Restriction site detection

Restriction enzymes are a group of enzymes that can cut double-stranded DNA molecules into smaller restriction fragments. The enzymes work by cleaving the chemical bonds in the phosphate backbone of the DNA molecule. These bonds can be reformed by ligase enzymes and in this manner restriction fragments with different origin can be spliced together in novel ways. This process forms the basis of many procedures in molecular biology and genetic engineering.

A given restriction enzyme will only cut DNA molecules that contain a particular recognition sequence. If the recognition sequence is present, the enzyme will cut the molecule at a cleavage site near the recognition sequence, or overlapping this. Cleavage of the two strands may occur at sites that are directly opposite, resulting in restriction fragments with blunt ends. Alternatively, the sites of cleavage can have a small offset, resulting in fragments with so-called sticky ends i.e. where one strand is longer and thus overhangs the other. The example in figure 3.1 shows the widely used enzyme EcoRI. This enzyme has the recognition sequence GAATTC which is termed a palindrome since it is equal to its reverse complement. This enzyme cleaves the G-A bond on both strands and thus creates two restriction fragments with a sticky end.

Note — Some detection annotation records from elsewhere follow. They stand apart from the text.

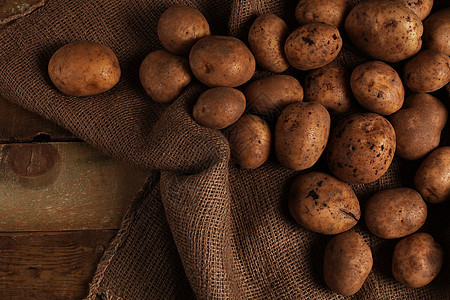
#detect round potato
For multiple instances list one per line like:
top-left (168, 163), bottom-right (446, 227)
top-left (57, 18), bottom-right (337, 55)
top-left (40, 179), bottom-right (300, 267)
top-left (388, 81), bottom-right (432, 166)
top-left (295, 0), bottom-right (350, 27)
top-left (225, 115), bottom-right (272, 169)
top-left (157, 4), bottom-right (211, 55)
top-left (304, 62), bottom-right (352, 114)
top-left (423, 7), bottom-right (450, 56)
top-left (244, 75), bottom-right (303, 115)
top-left (248, 13), bottom-right (289, 73)
top-left (345, 0), bottom-right (423, 62)
top-left (327, 113), bottom-right (395, 184)
top-left (139, 50), bottom-right (192, 103)
top-left (389, 94), bottom-right (448, 160)
top-left (414, 146), bottom-right (450, 203)
top-left (48, 42), bottom-right (120, 96)
top-left (193, 87), bottom-right (246, 129)
top-left (403, 49), bottom-right (450, 93)
top-left (289, 172), bottom-right (361, 234)
top-left (284, 23), bottom-right (342, 70)
top-left (364, 188), bottom-right (427, 239)
top-left (350, 61), bottom-right (405, 115)
top-left (189, 35), bottom-right (256, 87)
top-left (275, 102), bottom-right (330, 171)
top-left (392, 233), bottom-right (444, 288)
top-left (323, 231), bottom-right (373, 296)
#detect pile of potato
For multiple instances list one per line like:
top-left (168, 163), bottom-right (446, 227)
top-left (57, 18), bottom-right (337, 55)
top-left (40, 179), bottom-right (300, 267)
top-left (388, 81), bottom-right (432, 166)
top-left (48, 0), bottom-right (450, 295)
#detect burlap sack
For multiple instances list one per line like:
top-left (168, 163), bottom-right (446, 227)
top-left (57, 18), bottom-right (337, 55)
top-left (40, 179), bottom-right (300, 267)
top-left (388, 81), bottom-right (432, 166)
top-left (0, 0), bottom-right (450, 299)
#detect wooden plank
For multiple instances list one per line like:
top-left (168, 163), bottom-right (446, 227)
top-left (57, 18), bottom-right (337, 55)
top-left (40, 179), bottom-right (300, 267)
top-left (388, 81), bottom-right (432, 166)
top-left (0, 230), bottom-right (116, 300)
top-left (0, 142), bottom-right (147, 231)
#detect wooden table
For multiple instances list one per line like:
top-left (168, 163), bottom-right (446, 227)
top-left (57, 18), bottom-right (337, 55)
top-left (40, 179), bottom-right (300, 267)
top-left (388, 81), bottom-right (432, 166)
top-left (0, 0), bottom-right (146, 300)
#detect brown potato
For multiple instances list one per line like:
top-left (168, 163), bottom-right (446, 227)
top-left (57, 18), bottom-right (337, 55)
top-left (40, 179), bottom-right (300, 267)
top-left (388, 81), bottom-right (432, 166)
top-left (157, 4), bottom-right (211, 55)
top-left (284, 23), bottom-right (342, 70)
top-left (225, 115), bottom-right (272, 169)
top-left (350, 61), bottom-right (405, 115)
top-left (345, 0), bottom-right (423, 62)
top-left (327, 113), bottom-right (395, 184)
top-left (193, 87), bottom-right (245, 129)
top-left (323, 231), bottom-right (373, 296)
top-left (392, 233), bottom-right (444, 288)
top-left (189, 35), bottom-right (255, 87)
top-left (275, 102), bottom-right (330, 171)
top-left (245, 75), bottom-right (303, 115)
top-left (364, 188), bottom-right (427, 239)
top-left (295, 0), bottom-right (350, 27)
top-left (304, 62), bottom-right (352, 114)
top-left (414, 146), bottom-right (450, 203)
top-left (289, 172), bottom-right (361, 234)
top-left (423, 7), bottom-right (450, 56)
top-left (48, 42), bottom-right (120, 96)
top-left (403, 49), bottom-right (450, 93)
top-left (389, 94), bottom-right (448, 160)
top-left (248, 13), bottom-right (289, 73)
top-left (139, 50), bottom-right (192, 103)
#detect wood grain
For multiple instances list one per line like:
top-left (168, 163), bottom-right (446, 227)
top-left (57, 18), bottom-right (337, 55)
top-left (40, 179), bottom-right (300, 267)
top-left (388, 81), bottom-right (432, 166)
top-left (0, 230), bottom-right (116, 300)
top-left (0, 142), bottom-right (147, 231)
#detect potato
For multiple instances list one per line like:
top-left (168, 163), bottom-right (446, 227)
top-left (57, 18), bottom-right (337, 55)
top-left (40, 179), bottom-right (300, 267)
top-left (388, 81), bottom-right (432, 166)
top-left (423, 7), bottom-right (450, 56)
top-left (248, 13), bottom-right (289, 73)
top-left (244, 75), bottom-right (303, 115)
top-left (284, 23), bottom-right (342, 70)
top-left (345, 0), bottom-right (423, 62)
top-left (403, 49), bottom-right (450, 93)
top-left (193, 87), bottom-right (245, 129)
top-left (397, 0), bottom-right (433, 20)
top-left (289, 172), bottom-right (361, 234)
top-left (327, 113), bottom-right (395, 184)
top-left (323, 231), bottom-right (373, 296)
top-left (225, 115), bottom-right (272, 169)
top-left (350, 61), bottom-right (405, 115)
top-left (48, 42), bottom-right (120, 96)
top-left (275, 102), bottom-right (330, 171)
top-left (392, 233), bottom-right (444, 288)
top-left (189, 35), bottom-right (255, 87)
top-left (295, 0), bottom-right (350, 27)
top-left (304, 62), bottom-right (352, 114)
top-left (157, 4), bottom-right (211, 55)
top-left (389, 94), bottom-right (448, 160)
top-left (139, 50), bottom-right (192, 103)
top-left (414, 146), bottom-right (450, 203)
top-left (364, 188), bottom-right (427, 239)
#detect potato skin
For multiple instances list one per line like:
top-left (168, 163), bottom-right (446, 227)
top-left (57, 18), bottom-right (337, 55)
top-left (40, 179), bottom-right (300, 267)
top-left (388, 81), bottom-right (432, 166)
top-left (284, 23), bottom-right (342, 70)
top-left (364, 188), bottom-right (427, 239)
top-left (304, 61), bottom-right (352, 114)
top-left (389, 94), bottom-right (448, 160)
top-left (244, 75), bottom-right (303, 115)
top-left (189, 35), bottom-right (256, 87)
top-left (423, 7), bottom-right (450, 56)
top-left (403, 49), bottom-right (450, 93)
top-left (350, 61), bottom-right (405, 115)
top-left (289, 172), bottom-right (361, 234)
top-left (323, 231), bottom-right (373, 296)
top-left (225, 115), bottom-right (272, 169)
top-left (327, 113), bottom-right (396, 184)
top-left (157, 4), bottom-right (211, 55)
top-left (275, 102), bottom-right (330, 171)
top-left (295, 0), bottom-right (349, 28)
top-left (345, 0), bottom-right (423, 62)
top-left (193, 87), bottom-right (245, 129)
top-left (48, 42), bottom-right (120, 96)
top-left (414, 146), bottom-right (450, 203)
top-left (392, 233), bottom-right (444, 288)
top-left (248, 13), bottom-right (289, 73)
top-left (139, 50), bottom-right (192, 103)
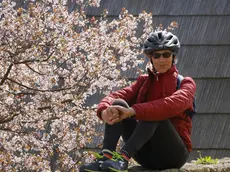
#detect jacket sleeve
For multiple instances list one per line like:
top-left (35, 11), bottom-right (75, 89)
top-left (97, 75), bottom-right (147, 119)
top-left (132, 77), bottom-right (196, 121)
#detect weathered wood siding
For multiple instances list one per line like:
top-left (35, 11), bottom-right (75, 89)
top-left (84, 0), bottom-right (230, 160)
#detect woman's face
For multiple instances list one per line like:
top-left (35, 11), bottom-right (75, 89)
top-left (150, 50), bottom-right (173, 73)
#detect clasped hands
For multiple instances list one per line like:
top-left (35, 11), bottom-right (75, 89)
top-left (101, 105), bottom-right (136, 125)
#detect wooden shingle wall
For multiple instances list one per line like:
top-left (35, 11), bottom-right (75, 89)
top-left (84, 0), bottom-right (230, 160)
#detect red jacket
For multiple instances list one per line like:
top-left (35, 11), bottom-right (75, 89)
top-left (97, 66), bottom-right (196, 151)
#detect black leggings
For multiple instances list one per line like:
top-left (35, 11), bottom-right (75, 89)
top-left (103, 99), bottom-right (189, 170)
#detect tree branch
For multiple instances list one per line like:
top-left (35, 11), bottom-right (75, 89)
top-left (7, 78), bottom-right (72, 92)
top-left (0, 114), bottom-right (19, 124)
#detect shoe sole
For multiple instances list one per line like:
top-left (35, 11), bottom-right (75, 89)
top-left (109, 167), bottom-right (128, 172)
top-left (84, 170), bottom-right (101, 172)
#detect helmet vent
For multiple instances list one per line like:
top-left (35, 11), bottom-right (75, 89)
top-left (167, 35), bottom-right (173, 40)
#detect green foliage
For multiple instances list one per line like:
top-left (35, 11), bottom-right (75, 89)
top-left (196, 151), bottom-right (219, 164)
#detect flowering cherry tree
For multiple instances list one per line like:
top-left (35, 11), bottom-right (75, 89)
top-left (0, 0), bottom-right (156, 171)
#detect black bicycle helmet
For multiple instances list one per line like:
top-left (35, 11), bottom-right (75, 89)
top-left (144, 31), bottom-right (180, 55)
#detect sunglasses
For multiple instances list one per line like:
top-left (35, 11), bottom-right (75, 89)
top-left (152, 52), bottom-right (172, 59)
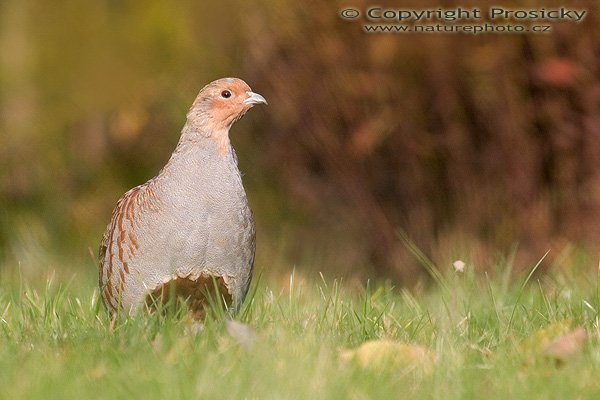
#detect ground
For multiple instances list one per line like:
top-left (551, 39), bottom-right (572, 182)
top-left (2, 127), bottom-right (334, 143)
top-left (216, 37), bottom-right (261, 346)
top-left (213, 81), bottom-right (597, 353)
top-left (0, 263), bottom-right (600, 399)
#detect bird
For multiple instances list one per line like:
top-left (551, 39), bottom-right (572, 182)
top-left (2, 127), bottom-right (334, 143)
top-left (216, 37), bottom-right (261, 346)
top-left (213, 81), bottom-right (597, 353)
top-left (99, 78), bottom-right (267, 316)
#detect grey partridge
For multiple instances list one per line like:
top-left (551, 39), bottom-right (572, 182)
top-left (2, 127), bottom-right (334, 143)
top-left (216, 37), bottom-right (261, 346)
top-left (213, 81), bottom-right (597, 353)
top-left (99, 78), bottom-right (266, 313)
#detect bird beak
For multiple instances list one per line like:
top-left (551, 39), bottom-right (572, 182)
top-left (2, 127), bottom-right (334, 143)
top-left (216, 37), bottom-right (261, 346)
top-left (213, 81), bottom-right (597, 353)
top-left (244, 91), bottom-right (268, 105)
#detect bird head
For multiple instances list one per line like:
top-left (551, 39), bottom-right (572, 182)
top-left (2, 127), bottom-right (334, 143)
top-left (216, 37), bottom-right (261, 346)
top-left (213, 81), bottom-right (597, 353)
top-left (187, 78), bottom-right (267, 133)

Bioinformatical algorithms can detect sites in a DNA sequence where a given enzyme will cut. They do so by searching the input sequence for regions that match the specific recognition sequence of the enzyme in question. The enzymes that have palindromic recognition sequences will match the same region no matter which DNA strand is examined. Therefore, only one strand is searched for this group of enzymes. Enzymes with non-palindromic recognition sequences can match regions on one strand that do not correspond to a match on the opposite strand and both strands must therefore be searched.